Il prelato, stimato teologo e per anni volto del cattolicesimo più rigoroso della Sicilia interna, è stato citato a giudizio con l’accusa di aver reso falsa testimonianza durante il processo a carico di don Giuseppe Rugolo, sacerdote condannato a quattro anni e mezzo per abusi su un minore. L’accusa è pesante, come la responsabilità morale e civile che grava sulle sue spalle.
Una Chiesa in silenzio e una comunità che chiede verità
Ieri, nel giorno in cui si è aperto il nuovo procedimento penale, Gisana non si è presentato in aula. «È impegnato alla Conferenza Episcopale», ha fatto sapere il suo avvocato. Ma la sua assenza pesa. In aula, invece, c’era Antonio Messina, il giovane che ha avuto il coraggio di denunciare anni di silenzi e sofferenze. «Tornare qui è dura, ma necessario – ha dichiarato – perché a quanto pare quanto accaduto non è bastato per indurre la Chiesa a rimuovere chi ha taciuto».
Con Gisana è imputato anche il suo vicario, monsignor Vincenzo Murgano. Entrambi devono rispondere della stessa accusa: aver mentito sotto giuramento. La richiesta di costituirsi parte civile è stata avanzata da Antonio Messina, dai suoi genitori e dall’associazione “Rete l’Abuso”. Ma si dovrà attendere: la giudice Maria Rosaria Santoni si è astenuta per precedente coinvolgimento nel caso Rugolo, rinviando tutto alla prossima udienza, fissata per il 29 ottobre.

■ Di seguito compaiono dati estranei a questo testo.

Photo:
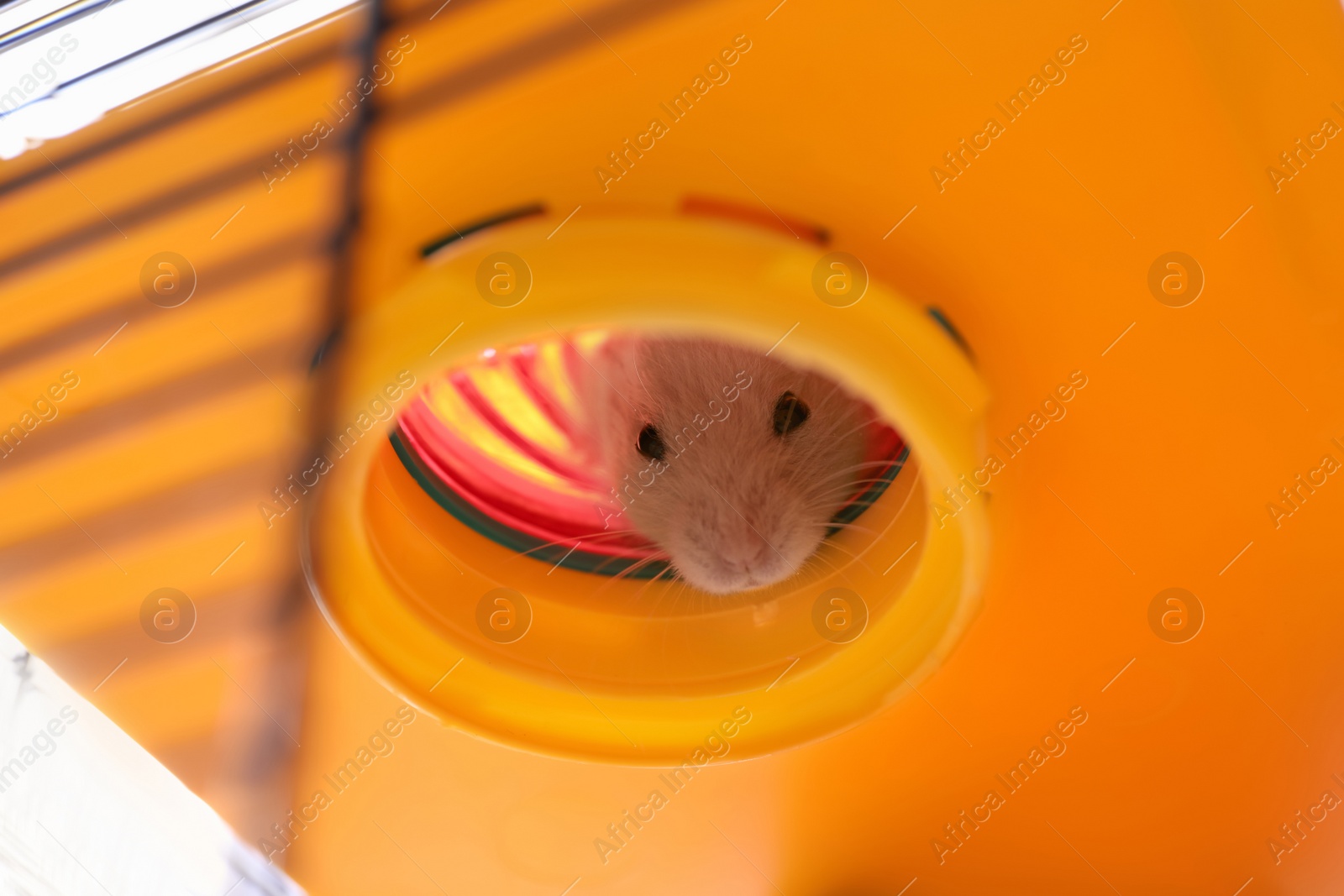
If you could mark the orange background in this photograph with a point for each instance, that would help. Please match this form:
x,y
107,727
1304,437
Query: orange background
x,y
1039,253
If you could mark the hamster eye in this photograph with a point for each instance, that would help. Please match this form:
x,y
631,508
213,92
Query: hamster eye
x,y
649,443
790,414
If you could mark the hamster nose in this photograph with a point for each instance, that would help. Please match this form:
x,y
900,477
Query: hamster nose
x,y
746,553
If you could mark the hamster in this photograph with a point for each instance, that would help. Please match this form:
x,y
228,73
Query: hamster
x,y
730,461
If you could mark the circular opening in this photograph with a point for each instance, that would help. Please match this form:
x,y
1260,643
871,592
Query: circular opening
x,y
472,553
667,511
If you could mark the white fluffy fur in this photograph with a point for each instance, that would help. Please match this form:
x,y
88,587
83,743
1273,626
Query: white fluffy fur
x,y
734,506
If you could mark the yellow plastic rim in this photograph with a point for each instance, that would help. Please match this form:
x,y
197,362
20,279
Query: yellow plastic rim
x,y
402,582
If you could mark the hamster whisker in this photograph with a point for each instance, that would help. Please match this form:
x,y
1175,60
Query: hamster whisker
x,y
591,537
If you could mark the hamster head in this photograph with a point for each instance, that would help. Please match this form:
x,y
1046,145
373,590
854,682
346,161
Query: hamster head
x,y
732,463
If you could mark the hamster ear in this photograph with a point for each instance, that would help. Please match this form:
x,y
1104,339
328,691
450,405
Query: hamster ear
x,y
790,414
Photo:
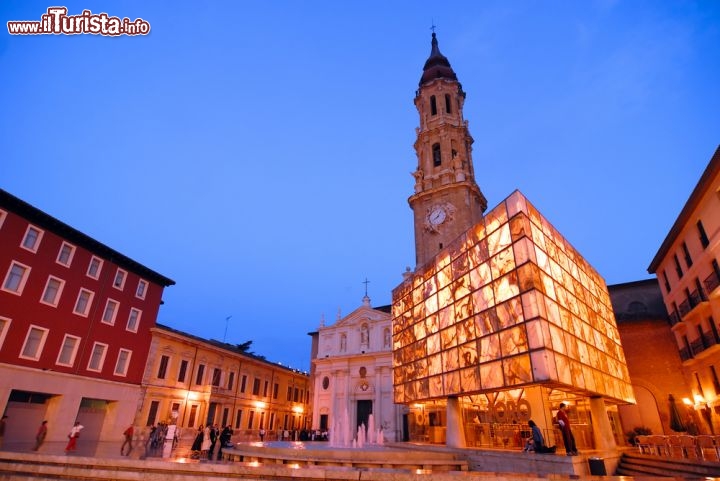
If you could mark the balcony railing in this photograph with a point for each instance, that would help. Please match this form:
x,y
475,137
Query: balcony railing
x,y
696,297
685,354
704,342
712,282
684,308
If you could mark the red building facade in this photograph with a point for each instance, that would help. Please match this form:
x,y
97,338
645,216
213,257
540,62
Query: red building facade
x,y
75,320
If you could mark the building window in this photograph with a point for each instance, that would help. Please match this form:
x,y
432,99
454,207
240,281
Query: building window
x,y
216,377
82,305
141,290
666,282
162,368
716,381
437,157
713,328
32,238
152,413
97,358
66,254
119,281
200,374
68,351
4,328
700,296
704,241
183,370
34,343
122,363
110,312
16,278
134,319
52,292
678,269
698,385
686,253
94,268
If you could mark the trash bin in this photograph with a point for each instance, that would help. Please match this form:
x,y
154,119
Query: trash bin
x,y
597,466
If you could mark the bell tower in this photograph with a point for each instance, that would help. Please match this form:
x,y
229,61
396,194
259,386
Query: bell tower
x,y
447,201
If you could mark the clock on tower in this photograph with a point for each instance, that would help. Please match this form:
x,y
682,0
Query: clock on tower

I nodi della vicenda: le incongruenze e il “sistema” denunciato
L’atto d’accusa della procura di Enna è frutto di un lungo e minuzioso lavoro istruttorio. A inchiodare il vescovo, secondo i magistrati, sono le contraddizioni tra le sue dichiarazioni ufficiali e le intercettazioni telefoniche. A partire da quando, nel gennaio 2021, dichiarò di non conoscere altre vittime di Rugolo. Ma pochi mesi dopo, messo davanti a nuove prove, ammise un incontro – anzi, tre – con una seconda vittima, avvenuti non solo in confessionale (dove vale il segreto sacramentale), ma anche nei locali della Curia, dove il riserbo ecclesiastico non può essere invocato.
Emerge così un reticolo di omissioni, di silenzi strategici, che secondo la parte civile configureranno un “sistema di coperture” interno alla diocesi. Non si tratterebbe, quindi, solo di una negligenza, ma di un meccanismo volto a proteggere l’istituzione ecclesiastica, anche a costo di sacrificare la verità.
La voce della piazza e il peso del silenzio
Fuori dal tribunale, ad attendere l’esito della prima udienza, un comitato di cittadini porta avanti da mesi una mobilitazione sotto il nome eloquente: “Non accetto prediche da chi copre un abuso”. Un presidio silenzioso ma determinato, che chiede non solo giustizia, ma una presa di posizione netta da parte della Chiesa. Una risposta che finora non è arrivata: dal 13 dicembre scorso, quando l’inchiesta per falsa testimonianza fu resa pubblica, né Gisana né Murgano hanno proferito parola. Solo una nota, affidata al direttore dell’Ufficio diocesano per le comunicazioni sociali, don Carmelo Cosenza: “Entrambi sono sereni e fiduciosi nella magistratura”.
Ma quella serenità stride con il disagio crescente nelle comunità di Enna e Piazza Armerina. E il silenzio istituzionale – persino della Conferenza Episcopale – rischia di trasformarsi in un boomerang reputazionale devastante.
Un figlio di Modica al bivio della sua carriera ecclesiastica
Rosario Gisana non è un vescovo qualunque. Nato a Modica, è cresciuto in una terra dove la religione non è solo fede, ma anche cultura e identità. Il suo percorso è stato segnato da studi approfonditi, da un’intransigenza teologica che lo ha reso figura autorevole nei circoli ecclesiastici siciliani. Ma oggi, il figlio illustre della Contea si trova in bilico: tra la fedeltà all’istituzione e la verità dovuta alle vittime.
Il rischio, per lui e per la Chiesa intera, è quello di non aver compreso che la difesa dell’onorabilità passa dalla trasparenza, non dalla reticenza. E mentre le indagini e il processo seguiranno il loro corso, a Modica come a Enna cresce l’attesa – e l’inquietudine – per ciò che questa vicenda rappresenta: un crocevia morale, prima ancora che giudiziario.